N: It’s amazing to see how the cycle continues. Knowledge really is the gift that keeps giving.

J: It is, and we are very much in Beta ourselves and still have a lot to learn so it’s all about learning together. Even I learn from the students and instructors and every day is a new day where I learn something new. The great thing is that when you are in a learning environment, you need to be comfortable with breaking things and have the confidence to fix them. Some people are faster learners than others but it doesn't matter because we are always supporting each other. No question is a silly question and its totally fine if your baby is crying in the background because the nannies (thanks to nanny marketplace app, Poppins) are very well vetted & take the best care of them - you spend a lot of time laughing, its pure fun. 

N: Tech really is infiltrating and impacting every aspect of our lives from finding nannies to activities for our kids. Everything can be done through an app these days.

J: I agree and what I will say is that the power of Google should never be underestimated. Because of technological advancements, we don't need to memorize everything; as long as you know how to learn and you want to learn, you’re in a good spot. That is what our company boils down to, equipping women with the confidence to know where they can apply their skills and helping them get there.  

N: So, I’m curious to know a bit more about the structure of the company… How did companies like M&S, Skype, etc. get involved and how can other tech companies that want to invest in their pipeline or encourage mums to get involved?

J: Essentially the companies that support each cohort help us to constantly evolve and provide us with the support we need to continue driving mums in technology.

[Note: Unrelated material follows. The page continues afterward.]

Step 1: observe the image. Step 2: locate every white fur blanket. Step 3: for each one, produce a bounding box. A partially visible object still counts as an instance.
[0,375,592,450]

We are particularly keen to work with Corporates that share are values and want to get more women into tech. We have a baseline curriculum which we take to each corporate partner who then tweaks it and makes it better than the last. We require from them a lead developer and a couple assistant instructors as well as one point-person who helps to manage logistics and a room. Our corporate partners provide their time, expertise and a space, which allows us to keep the cost to the mums at a nominal fee because we want the barriers to remain as low as possible. 

N: June, it’s been such a pleasure. Thank you for leaning in and taking the time to tell us a bit more about what you’re doing and how we can get involved.